The waste you see isn’t the only waste
A home garbage audit only looks at post-consumer waste. In other words, the waste you make with packaging, food, and products when you’re done with them. It’s equally worth considering the resource and manufacturing waste of your consumables.
- Where are your items grown or produced? If it is a product, it’s possible that it’s produced in stages in more than one location.
- Is the item resource heavy to grow or produce? Also consider things like petroleum products, paper resources, and palm oil.
- Is it in season? Try to buy fresh produce that is locally produced to avoid high resource consumption and shipping.
- Is it chemical free? Chemicals in the manufacturing process have a huge environmental impact.

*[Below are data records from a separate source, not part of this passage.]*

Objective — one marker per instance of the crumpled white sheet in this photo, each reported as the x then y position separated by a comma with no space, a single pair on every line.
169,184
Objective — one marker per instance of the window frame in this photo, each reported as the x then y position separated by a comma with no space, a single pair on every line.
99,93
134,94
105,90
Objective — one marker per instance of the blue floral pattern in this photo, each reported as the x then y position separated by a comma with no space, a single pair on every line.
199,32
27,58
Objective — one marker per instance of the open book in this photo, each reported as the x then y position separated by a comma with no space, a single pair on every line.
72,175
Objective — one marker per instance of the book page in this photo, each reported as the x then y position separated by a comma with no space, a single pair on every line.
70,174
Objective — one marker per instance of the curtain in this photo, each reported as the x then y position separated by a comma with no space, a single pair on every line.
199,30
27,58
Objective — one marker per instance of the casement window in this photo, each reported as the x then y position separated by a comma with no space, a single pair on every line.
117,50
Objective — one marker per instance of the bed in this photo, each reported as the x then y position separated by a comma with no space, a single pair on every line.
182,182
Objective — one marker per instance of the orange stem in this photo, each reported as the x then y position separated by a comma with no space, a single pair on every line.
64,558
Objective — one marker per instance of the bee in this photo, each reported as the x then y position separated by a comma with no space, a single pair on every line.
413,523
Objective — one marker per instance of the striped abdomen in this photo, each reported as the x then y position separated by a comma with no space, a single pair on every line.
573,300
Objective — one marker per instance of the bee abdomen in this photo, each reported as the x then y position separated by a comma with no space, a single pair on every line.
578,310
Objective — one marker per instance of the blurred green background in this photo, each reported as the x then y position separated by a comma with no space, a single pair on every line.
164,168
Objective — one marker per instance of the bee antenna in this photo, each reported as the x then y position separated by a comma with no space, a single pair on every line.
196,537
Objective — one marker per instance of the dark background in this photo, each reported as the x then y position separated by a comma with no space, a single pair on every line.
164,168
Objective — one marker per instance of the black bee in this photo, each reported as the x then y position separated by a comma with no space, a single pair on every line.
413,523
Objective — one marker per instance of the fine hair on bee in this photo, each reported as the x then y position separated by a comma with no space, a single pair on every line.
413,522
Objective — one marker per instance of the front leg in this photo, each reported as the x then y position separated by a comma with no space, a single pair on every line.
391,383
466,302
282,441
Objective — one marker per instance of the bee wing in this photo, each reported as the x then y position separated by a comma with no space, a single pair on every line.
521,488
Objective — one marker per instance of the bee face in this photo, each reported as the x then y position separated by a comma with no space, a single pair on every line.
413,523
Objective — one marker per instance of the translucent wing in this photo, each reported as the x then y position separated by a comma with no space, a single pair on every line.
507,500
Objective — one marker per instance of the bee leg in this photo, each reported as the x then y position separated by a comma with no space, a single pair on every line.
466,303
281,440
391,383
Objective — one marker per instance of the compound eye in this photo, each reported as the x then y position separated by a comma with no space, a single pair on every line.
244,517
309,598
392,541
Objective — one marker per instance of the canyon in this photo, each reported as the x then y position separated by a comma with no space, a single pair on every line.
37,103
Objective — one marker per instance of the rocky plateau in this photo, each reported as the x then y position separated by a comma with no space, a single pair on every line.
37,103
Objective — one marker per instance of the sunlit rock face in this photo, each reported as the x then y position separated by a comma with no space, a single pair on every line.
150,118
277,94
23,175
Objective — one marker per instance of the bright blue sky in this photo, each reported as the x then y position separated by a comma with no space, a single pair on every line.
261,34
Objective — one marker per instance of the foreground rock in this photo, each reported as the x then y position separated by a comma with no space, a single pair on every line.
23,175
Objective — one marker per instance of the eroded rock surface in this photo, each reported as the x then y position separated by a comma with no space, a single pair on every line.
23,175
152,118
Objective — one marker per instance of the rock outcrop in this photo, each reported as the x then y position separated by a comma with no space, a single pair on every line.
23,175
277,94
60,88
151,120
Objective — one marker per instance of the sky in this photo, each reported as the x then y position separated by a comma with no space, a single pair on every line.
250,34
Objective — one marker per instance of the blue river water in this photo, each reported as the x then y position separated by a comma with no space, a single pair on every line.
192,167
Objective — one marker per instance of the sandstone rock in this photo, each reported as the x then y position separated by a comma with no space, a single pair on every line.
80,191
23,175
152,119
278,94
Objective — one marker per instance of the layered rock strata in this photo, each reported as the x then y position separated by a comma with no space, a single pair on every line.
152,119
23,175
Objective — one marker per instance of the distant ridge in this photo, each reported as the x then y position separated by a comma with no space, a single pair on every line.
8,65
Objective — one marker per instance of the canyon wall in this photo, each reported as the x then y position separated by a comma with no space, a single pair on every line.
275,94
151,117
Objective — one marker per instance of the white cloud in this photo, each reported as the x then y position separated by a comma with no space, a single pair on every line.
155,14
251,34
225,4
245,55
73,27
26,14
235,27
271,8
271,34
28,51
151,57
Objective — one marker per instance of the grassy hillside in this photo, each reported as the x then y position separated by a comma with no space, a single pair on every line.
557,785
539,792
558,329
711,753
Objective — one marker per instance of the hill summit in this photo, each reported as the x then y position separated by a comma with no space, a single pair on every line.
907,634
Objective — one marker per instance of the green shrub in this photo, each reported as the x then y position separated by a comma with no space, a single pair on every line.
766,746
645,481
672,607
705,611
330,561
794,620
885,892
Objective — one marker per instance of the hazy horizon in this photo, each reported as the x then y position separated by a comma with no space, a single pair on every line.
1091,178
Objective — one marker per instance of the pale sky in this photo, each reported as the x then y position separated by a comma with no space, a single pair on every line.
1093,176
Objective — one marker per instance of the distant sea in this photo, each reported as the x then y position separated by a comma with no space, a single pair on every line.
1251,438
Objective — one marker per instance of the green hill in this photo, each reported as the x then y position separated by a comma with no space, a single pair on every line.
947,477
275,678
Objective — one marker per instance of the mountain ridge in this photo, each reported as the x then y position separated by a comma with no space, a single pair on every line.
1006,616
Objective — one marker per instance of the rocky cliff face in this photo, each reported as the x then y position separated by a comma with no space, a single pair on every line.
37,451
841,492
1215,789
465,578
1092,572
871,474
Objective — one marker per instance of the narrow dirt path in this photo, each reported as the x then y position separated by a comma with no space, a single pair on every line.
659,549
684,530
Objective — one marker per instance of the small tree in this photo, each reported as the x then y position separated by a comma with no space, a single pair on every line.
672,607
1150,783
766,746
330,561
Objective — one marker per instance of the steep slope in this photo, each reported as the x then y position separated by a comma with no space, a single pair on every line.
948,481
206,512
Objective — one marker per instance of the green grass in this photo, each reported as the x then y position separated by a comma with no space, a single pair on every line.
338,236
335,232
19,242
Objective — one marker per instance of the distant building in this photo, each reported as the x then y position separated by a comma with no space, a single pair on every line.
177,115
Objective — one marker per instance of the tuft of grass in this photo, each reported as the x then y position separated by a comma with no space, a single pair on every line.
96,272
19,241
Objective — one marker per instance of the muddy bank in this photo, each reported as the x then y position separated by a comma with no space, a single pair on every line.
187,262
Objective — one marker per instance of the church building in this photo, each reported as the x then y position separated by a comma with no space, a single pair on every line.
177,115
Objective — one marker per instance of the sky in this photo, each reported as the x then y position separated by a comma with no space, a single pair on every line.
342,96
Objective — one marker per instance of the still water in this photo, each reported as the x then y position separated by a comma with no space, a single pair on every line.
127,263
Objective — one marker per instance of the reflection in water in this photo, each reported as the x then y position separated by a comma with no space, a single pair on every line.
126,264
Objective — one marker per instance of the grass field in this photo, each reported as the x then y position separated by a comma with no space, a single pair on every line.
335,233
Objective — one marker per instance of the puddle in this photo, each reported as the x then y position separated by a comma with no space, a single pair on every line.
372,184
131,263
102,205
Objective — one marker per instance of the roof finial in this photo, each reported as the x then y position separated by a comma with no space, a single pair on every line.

Produce grown with pesticides is also something to consider.
- Is it sourced sustainably? Is there a lot of waste in production, or, like fishing and cattle farming, does it have a huge environmental impact?
- Is it ethical? Was your garment made in a factory which uses unethical labour? Are you shopping at a store that doesn’t treat its employees well and pays them a non-living wage? I class this as waste because it is a waste of the quality of life for others.
- Shelf life – food waste is a huge problem. Consider the quantities you need, and if it’s better to buy fresh or frozen.
Companies carry an equal responsibility to reduce their packaging and limit the resources used in production/cultivation. The companies and your government must be held accountable. Write to your shops and the brands you support and ask about their sustainability goals. Encourage them to make changes for the environment. Make your voice heard in regards to treatment of workers. Vote with your money.
I encourage you to do a garbage audit, just mind the sharps and wear gloves! If you do, please share one item that you’re going to swap for a sustainable option, or go without, to reduce your waste.
If you’re just starting to make changes, what is one item you will remember to recycle or add to your food waste bin this week?